The book is an ambitious attempt to set out Seth’s own constructive philosophy. (I went back and forth on first vs. last name – although when reviewing a book it’s conventional to use a last name, since Segall is an active contributor to Love of All Wisdom’s comments on a first-name basis, I prefer that friendlier usage.) I’m broadly sympathetic with this attempt, since like my own philosophy it is broadly eudaimonistic (and naturalistic). We agree on an ethical account that focuses on human virtue and flourishing.

Specifically, the book is Seth’s philosophical account of two things: the good modern human life, in an ethical and psychological sense, and a political direction for modern societies, especially the USA. (It does not attempt to probe other philosophical areas, such as metaphysics – possibly to its detriment, as we’ll see later.) The ethical account of the good life is relatively strong; the political account, somewhat less so. At its best it provides an admirable political vision to aspire to. The biggest problem with the book is its papering over of the major differences among traditions.
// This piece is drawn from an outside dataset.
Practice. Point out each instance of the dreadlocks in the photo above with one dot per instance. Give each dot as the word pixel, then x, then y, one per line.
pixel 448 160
I am going to spend more time on the criticism of that latter point than the praise of the former, just because I think there’s typically more to be learned in disagreement than in agreement. (And indeed, the importance of difference and disagreement will be at the heart of my critique.) I want to be clear that I think the book is well worth the read, at least its middle ethical chapters, and that’s a big reason I am engaging with it at length. For a long time, virtue ethics of any kind was so underrepresented in philosophy that we virtue ethicists all had to stick together against our Kantian and utilitarian foes. I think it’s a sign of major progress that books like Seth’s are now out there – in a way that allows us to turn our attention to our differences.